Any additional drugs needed for symptomatic treatment (eg, antipyretics, analgesics) must be administered as well. Additional medication is based on the patient’s presenting symptoms.
Surgical Intervention
The main roles of surgery in patients with brucellosis lie in the treatment of endocarditis and in the drainage of pyogenic joint effusions or paraspinal abscesses. [62, 63]
Previously healthy native valves, diseased native valves, and prosthetic valvular structures have been involved in brucellosis. [64] Valvular lesions are typically large and destructive, regardless of the organism involved. Accordingly, valve replacement surgery is often recommended in addition to a prolonged course of antibiotics.
Diet and Activity
No special diet is required for the treatment of brucellosis. Discuss with patients the importance of consuming pasteurized milk and milk products and avoiding other possible sources of infection. Obviously, the impact of such education will have the greatest effect on family and friends who may be at risk for infection.
Restriction of activity with bed rest appears to confer benefit in the acute phase of brucellosis, increasing the rate of recovery.
Prevention
Prevention of brucellosis in humans depends on eradication or control of the disease in animals and on avoiding potential sources of infection. Better handling of infected animals or animal products is paramount. Public awareness and education play major roles in prevention.
Consumption of unpasteurized milk and milk products, as well as of raw or undercooked meats, should be avoided. Education may be provided to the patient and family concerning risks and should emphasize avoiding anything identified as a specific cause in the case at hand. Should the identified source be a live animal, the herd or flock from which it came should be investigated. In endemic areas, investigation is warranted for all animals.

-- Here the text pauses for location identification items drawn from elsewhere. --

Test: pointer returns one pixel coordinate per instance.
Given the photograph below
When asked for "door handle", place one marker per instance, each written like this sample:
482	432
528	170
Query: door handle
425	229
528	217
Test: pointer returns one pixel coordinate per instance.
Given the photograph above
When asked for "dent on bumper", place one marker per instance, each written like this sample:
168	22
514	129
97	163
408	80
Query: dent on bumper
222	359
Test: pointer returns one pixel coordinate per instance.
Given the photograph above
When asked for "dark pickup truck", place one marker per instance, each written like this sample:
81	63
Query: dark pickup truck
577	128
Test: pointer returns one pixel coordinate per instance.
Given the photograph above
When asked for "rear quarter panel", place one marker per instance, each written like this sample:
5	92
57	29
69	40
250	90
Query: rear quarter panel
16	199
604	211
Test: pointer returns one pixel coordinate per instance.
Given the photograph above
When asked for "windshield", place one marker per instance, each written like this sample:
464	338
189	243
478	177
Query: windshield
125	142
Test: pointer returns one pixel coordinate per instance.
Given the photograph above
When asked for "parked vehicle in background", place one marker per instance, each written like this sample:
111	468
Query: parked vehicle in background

Scrupulous hygiene may prevent infection, especially when practiced by individuals likely to have close contact with goats, sheep, cows, camels, pigs, reindeer, rabbits, or hares. Obviously, this contact is of greatest importance in areas of endemic disease.

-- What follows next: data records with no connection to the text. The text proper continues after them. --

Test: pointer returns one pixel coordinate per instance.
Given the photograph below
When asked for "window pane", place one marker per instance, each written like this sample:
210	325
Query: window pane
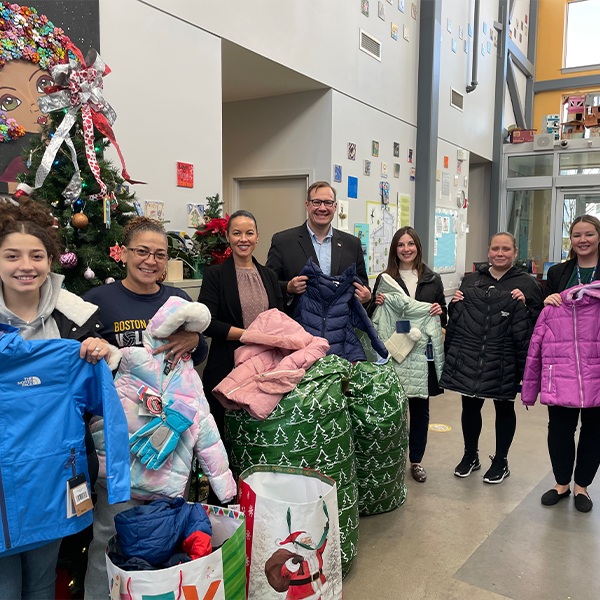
582	33
529	221
580	163
574	206
530	166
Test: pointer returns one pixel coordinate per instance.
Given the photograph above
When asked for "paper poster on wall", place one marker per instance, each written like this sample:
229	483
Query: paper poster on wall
195	215
403	210
361	231
352	187
444	259
185	175
445	184
382	222
343	209
155	210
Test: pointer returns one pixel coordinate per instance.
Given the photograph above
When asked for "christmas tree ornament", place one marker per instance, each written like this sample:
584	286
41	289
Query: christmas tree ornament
115	252
79	220
68	260
79	88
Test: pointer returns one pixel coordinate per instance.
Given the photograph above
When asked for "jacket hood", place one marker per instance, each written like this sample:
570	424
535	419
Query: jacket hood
173	314
389	285
579	292
275	329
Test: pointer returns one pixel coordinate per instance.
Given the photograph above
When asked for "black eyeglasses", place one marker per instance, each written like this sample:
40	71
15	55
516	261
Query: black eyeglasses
159	255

Immunization is not an option for patients; the vaccine is attenuated for animals but not for humans and may cause disease in humans. [65] However, immunization of at-risk animals reduces the number of infected animals and therefore the reservoir of infection. Results from a study of the planned brucellosis control program in Egypt showed that removal of infected animals under the actual implementation of the program would likely permit brucellosis to remain endemic in the goat and sheep population. [66]

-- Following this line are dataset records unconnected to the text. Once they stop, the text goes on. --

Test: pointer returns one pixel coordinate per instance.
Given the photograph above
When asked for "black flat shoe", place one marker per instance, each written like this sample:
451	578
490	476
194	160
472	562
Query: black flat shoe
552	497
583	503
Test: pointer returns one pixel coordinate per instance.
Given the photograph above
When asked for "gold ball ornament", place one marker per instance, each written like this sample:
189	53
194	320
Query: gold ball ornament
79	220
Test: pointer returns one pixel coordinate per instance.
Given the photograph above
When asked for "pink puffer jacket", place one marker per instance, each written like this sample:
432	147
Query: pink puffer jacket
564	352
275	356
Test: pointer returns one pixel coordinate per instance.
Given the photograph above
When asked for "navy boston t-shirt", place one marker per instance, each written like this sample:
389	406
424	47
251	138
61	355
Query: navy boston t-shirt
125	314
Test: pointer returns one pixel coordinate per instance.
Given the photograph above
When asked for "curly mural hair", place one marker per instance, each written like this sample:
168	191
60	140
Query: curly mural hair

All persons with an occupational risk for brucellosis should be informed about the use of protective devices (eg, goggles, masks, and gloves) to avoid exposure to aerosols, body fluids, or the brucellosis vaccine. In particular, laboratory personnel should be advised of the potential diagnosis so they will use biosafety level-3 precautions when in contact with suspicious specimens.
Bioterrorism
Serious concerns have been expressed concerning the utilization of Brucella species in biologic weapons. Airborne transmission of these bacteria is readily achieved via the mucous membranes of the conjunctivae, nasal passages, oropharynx, and respiratory tract. Infection may occur as the result of lodging of organisms in cuts or abrasions. As few as 10-100 organisms may produce infection via aerosol exposure. The resulting disease may exhibit any of the various manifestations of which Brucella species are capable.
Bichat guidelines have been established for the management of individuals at risk for or manifesting evidence of brucellosis after bioterroristic exposure. Treatment regimens combining doxycycline with either streptomycin or rifampin are thought adequate in such situations; the combination of ofloxacin with rifampin is also cited. To date, however, no studies have conclusively established the efficacy of postexposure prophylaxis as a method of preventing brucellosis. [67]
Consultations
The primary specialist to consult is an infectious disease specialist. Proper serologic tests, cultures, further diagnostic evaluations, and the correct antibiotic therapy should be determined in collaboration with this specialist.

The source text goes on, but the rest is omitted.